Minggu, 10 September 2017

A.M. Diary - Kania Side

Sudah berapa lama ini?! Janjian jam 1 di lobi kampus, sudah dari jam 1 kurang aku menunggu di sini.. Bahkan pertemuanku dengan Donny diundur beberapa hari karena Donny sangat sibuk, katanya. Dan sekarang jam sudah jam 2?! Yang benar saja. Hidupku bukan hanya untuk bertemu si Donny itu!

Gerak-gerik tubuhku sudah sangat menunjukkan kalau aku sudah tidak sabar. Sangat tidak sabar, tiap menit aku melirik jam tangan yang bertengger di lengan kiriku. Bahkan aku sudah berkali-kali menelepon Donny, tapi tidak diangkat. Ini diskusi penting! Sangat penting! Karena tentu saja, pertemuanku dengan Donny menentukan hubunganku dengan Alex selanjutnya.

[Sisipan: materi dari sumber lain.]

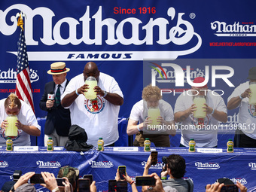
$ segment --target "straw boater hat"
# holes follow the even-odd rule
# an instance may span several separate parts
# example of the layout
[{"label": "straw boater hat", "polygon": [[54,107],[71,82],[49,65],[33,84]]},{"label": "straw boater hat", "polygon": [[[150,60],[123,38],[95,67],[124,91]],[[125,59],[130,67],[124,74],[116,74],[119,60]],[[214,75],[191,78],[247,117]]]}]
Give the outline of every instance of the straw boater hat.
[{"label": "straw boater hat", "polygon": [[50,69],[47,72],[50,75],[59,75],[69,72],[70,69],[66,67],[64,62],[56,62],[50,65]]}]

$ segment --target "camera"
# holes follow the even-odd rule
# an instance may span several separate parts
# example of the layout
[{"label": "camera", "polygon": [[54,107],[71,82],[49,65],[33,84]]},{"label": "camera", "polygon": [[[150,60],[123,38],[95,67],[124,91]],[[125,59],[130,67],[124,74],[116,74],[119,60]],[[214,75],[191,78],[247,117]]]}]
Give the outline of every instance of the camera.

Kuketuk-ketukkan sepatu wedges 3 senti-ku ke lantai marmer lobi. Aku bahkan lupa, sudah berapa kali aku celingak-celinguk mencari sosok Donny di sekitar sini. Aku memutuskan untuk meneleponnya sekali lagi. Terdengar nada sambung.
"Angkat, Donn. Cepetann," gumamku gemas dengan handphone yang masih dengan nyamannya bertengger di telingaku.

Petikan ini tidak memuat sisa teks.